Совершенно бескорыстно тратил он свое время для поисков квартиры приезжающим и для устройства всяких семейных дел их, часто выручал бедного студента, попавшего в беду, занимая для него деньги, если видел возможность их возврата. Причем, располагая сам более чем мизерными средствами, он обращался к кому-либо из зажиточных швейцарцев, а то и в банкирскую контору Куглера, где Чернышеву по первому его заявлению выдавали небольшую сумму без всяких процентов и даже без расписки, так как он был олицетворением честности, и взятые им деньги, в большинстве случаев не более 50 франков, аккуратно возвращал.
Через час нашей приятной беседы Чернышев быстро набросил свою накидку с капюшоном, набекрень надел шляпу, справившую, вероятно, двадцатилетие, и мы отправились на поиски помещения, держа в руках местную газету «Цюрихер тагблатт»[527]527
Речь идет о газете «Цюрихский ежедневный листок» (сейчас «Ежедневный листок города Цюрих»).
[Закрыть], где последняя страница была вся испещрена объявлениями о свободных комнатах.
Остановились на наиболее близкой от Политехникума комнате в небольшом домике по ул[ице] Дольдерштрассе (№ 23 а) у скромной хозяйки Хабеггер. Комната была нанята с оплатой 16 франков (по курсу 7 р[ублей]) в месяц с постельным бельем, полотенцами и с обязательным утренним кофе. В тот же вечер я уже водворился в свое жилище. В первый же день я отдаю хозяйке свой паспорт. Посмотрела [она] эту книжечку и возвращает, на лице недоумение:
– Зачем?
– Прописать.
Ничего, оказывается, этого не нужно, никому нет дела до моего паспорта, и он остался лежать у меня в чемодане до возвращения в Россию.

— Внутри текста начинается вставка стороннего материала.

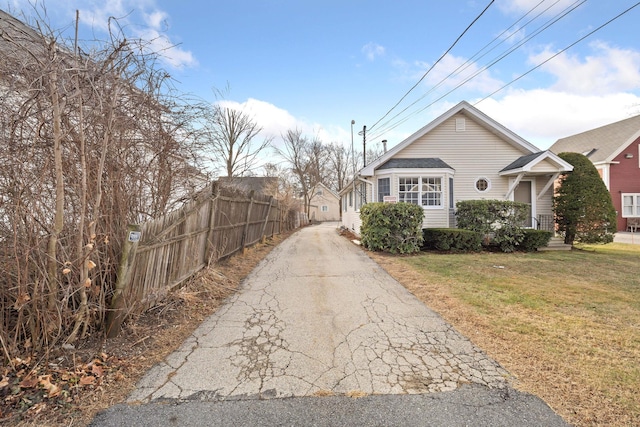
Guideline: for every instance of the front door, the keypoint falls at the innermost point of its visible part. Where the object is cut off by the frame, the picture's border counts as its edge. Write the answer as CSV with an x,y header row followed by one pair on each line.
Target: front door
x,y
522,194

Комната оказалась чистенькой, скромно меблированной, с большой пышной кроватью, где горой возвышалась перина, которой и покрываются в холодное время. Для меня, привыкшего с детства спать на жестком, это было мучительно. Поразило меня также и отсутствие мух. В открытое окно на небольшую терраску залетали из соседнего сада пчелы, жужжали, но не кусали, какие-то прирученные, а мух не было, как не могло быть и клопов в совершенно чистенькой квартире.
Утром с замиранием сердца вошел я по широким гранитным ступеням великолепного здания Политехникума, построенного арх[итектором] Земпером в стиле наиболее выдержанного позднего Ренессанса.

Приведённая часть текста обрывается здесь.